Given a Covid 19 comparable for 2022, death rates should increase at the beginning of 2022 and decrease while summer arrives.
The accuracy of the model isn't perfect since it was only fed with 36 entry points and is solely on the Covid period, not accounting for the previous time period before the pandemic.
There is a link between healthcare resources and deaths rates !
The datasets on healthcare resources shows a stronger link comparing the amounts spent by healthcare providers (namely hospitals) and the number of death rates. Rich countries with more resources have less deaths on the comparable unit of deaths per 100K inhabitants.
Human resources (physicians) and physical resources (available beds) are of a smaller importance as far as the correlation goes, but shouldn't be undermined since they both represent hospital's expenditures.
European countries are marked by evident geographical differences, I was expecting less differences before leading this analysis.
Data was limited by a short time period, and lacking some data points on the healthcare resources, mostly on the prviders expenditures.

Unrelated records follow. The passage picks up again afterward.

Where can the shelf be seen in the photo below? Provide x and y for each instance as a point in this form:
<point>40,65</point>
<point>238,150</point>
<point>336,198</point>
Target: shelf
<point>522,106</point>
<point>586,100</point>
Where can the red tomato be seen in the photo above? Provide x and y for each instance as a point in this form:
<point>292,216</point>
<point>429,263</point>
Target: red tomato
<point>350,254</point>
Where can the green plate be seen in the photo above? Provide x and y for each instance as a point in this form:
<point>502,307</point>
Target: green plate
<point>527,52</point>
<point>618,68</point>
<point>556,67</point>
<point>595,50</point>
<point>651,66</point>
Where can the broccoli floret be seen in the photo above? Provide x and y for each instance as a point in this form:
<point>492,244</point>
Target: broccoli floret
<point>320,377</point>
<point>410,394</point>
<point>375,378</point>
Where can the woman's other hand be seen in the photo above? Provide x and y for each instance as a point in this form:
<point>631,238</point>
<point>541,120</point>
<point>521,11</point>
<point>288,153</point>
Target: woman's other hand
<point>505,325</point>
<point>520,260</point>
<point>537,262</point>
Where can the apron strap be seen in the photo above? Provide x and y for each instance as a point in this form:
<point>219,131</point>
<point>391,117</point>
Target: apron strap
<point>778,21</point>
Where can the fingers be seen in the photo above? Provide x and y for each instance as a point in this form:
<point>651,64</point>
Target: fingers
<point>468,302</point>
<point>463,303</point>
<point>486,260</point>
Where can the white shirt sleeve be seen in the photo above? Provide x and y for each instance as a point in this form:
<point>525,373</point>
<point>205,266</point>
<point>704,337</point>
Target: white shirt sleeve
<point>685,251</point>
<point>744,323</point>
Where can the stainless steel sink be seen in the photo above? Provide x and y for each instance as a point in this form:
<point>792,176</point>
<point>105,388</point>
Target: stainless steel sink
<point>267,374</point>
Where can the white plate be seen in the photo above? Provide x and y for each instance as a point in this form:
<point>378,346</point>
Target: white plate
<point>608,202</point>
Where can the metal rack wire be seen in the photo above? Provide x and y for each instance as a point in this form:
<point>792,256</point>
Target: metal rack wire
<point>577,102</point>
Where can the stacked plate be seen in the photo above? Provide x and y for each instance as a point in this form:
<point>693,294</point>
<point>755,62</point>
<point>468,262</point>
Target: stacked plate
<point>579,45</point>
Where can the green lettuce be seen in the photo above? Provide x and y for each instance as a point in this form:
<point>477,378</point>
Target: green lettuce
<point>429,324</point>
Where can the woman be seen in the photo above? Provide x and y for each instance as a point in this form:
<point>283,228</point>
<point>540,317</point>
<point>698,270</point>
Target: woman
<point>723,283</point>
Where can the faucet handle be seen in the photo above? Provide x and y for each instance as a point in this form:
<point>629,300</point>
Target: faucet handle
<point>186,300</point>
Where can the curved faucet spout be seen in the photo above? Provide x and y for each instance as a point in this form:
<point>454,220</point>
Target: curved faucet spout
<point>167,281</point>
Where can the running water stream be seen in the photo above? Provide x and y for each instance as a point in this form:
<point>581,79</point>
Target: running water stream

Medical knowledge on all death causes would allow for a great study on differences by country but couldn't be done on this purely statistical approach.
To go further in the comparisons, a broader study could include GDP, lifespan, health insurances, and the many cornerstones of the population's quality of life (food, habits, sports, nature, air, etc.).
Also, data from the survey wasn't exploited in the study, maybe an analysis of perceived healtcare and actual numbers could be interesting to look at.